The September 2014 opening of the sleek and modern Anvil Centre brought with it more than just an impressive conference centre. Tucked away among its four floors and 18,000 square feet of multi-faceted space is the New Westminster Museum and Archives, the Canadian Lacrosse Hall of Fame… and, notably, the New Media Gallery.
The gallery is run by the seasoned team of Sarah Joyce and Gordon Duggan. Each has decades of experience in the international art world. Since opening its doors three years ago, the gallery has welcomed almost 50,000 visitors to experience the innovative work of 80 artists in 13 popular exhibitions, each eight weeks long.
Sarah and Gordon work in partnership to build and curate exhibitions of international contemporary art, and set the gallery’s direction and vision on behalf of the City of New Westminster.

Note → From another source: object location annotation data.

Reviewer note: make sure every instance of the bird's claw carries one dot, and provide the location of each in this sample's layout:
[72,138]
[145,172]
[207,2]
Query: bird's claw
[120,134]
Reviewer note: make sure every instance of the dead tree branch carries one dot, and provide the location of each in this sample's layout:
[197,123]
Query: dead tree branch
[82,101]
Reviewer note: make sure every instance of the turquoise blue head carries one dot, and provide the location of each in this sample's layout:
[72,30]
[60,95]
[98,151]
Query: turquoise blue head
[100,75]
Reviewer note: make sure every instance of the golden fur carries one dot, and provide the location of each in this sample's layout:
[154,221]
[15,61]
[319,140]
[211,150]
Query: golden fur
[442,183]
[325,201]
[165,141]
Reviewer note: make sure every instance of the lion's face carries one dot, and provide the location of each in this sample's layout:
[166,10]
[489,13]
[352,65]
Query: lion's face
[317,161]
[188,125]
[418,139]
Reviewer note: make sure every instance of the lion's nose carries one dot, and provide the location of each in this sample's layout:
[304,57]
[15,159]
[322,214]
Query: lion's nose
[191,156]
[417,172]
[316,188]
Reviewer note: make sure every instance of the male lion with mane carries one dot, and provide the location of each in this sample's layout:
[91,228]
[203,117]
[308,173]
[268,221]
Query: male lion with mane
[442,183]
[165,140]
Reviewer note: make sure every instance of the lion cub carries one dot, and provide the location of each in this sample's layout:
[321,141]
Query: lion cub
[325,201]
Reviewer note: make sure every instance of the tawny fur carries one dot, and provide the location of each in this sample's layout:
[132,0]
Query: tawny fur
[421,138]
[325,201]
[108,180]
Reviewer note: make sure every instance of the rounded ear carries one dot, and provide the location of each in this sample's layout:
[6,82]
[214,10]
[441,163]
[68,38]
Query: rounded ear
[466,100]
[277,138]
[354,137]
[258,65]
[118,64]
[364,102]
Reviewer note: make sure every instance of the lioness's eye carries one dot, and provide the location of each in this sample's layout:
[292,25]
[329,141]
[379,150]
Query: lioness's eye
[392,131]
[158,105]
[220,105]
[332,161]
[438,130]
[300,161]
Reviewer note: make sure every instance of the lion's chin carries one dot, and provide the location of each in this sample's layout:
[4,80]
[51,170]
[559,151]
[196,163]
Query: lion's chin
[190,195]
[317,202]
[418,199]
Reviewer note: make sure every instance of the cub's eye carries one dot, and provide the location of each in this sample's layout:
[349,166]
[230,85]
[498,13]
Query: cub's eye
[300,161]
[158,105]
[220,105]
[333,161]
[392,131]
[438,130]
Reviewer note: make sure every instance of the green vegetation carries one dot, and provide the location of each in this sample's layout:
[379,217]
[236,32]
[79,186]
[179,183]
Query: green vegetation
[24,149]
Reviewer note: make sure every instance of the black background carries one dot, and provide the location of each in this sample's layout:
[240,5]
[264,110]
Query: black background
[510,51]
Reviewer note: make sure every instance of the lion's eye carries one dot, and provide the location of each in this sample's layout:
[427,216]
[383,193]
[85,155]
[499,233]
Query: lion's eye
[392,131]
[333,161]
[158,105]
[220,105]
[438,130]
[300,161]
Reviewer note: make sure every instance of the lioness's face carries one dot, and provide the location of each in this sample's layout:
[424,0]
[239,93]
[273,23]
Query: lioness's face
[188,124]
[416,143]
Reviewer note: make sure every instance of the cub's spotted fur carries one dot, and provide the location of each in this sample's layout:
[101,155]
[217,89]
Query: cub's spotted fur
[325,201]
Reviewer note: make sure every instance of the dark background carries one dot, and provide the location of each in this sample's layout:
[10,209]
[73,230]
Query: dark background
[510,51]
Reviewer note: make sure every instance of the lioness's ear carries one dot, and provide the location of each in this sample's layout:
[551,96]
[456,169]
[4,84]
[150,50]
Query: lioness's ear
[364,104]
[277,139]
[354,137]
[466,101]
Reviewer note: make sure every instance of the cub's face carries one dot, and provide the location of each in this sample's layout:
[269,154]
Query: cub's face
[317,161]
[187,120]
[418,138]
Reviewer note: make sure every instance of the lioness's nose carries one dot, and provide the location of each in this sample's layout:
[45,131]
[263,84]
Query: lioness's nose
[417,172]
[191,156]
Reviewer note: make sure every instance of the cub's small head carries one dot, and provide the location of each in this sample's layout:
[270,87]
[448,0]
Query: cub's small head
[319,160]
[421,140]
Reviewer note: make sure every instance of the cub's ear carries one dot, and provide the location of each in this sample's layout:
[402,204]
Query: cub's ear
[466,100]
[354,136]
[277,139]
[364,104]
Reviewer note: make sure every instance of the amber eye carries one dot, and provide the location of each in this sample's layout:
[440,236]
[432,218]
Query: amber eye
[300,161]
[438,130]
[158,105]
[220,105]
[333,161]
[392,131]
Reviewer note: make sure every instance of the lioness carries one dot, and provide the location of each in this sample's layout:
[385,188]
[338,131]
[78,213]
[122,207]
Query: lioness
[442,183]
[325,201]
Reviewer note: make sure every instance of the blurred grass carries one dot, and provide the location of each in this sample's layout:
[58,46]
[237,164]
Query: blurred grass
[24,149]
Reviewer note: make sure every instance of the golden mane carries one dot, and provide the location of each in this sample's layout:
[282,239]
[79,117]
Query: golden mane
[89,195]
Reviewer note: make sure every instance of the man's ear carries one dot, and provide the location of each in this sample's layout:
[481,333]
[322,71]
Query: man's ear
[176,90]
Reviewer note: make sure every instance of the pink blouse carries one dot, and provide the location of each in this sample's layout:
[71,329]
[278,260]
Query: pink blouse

As experts in the area of new media art, they were first consulted by the City’s Art Gallery Task Force during the gallery’s formative stages. Later, they were hired as the gallery’s founding directors and curators.
“We always say it was a very brave decision for Mayor and Council to open not just any art gallery, but to go out on a limb and focus on contemporary, international new media art. By doing this, the gallery has become a draw for the City,” says Sarah. “We present some of the world’s most prominent artists in this modest gallery. There’s no other civic gallery in Canada focusing solely on new media art, or – quite possibly – in North America.”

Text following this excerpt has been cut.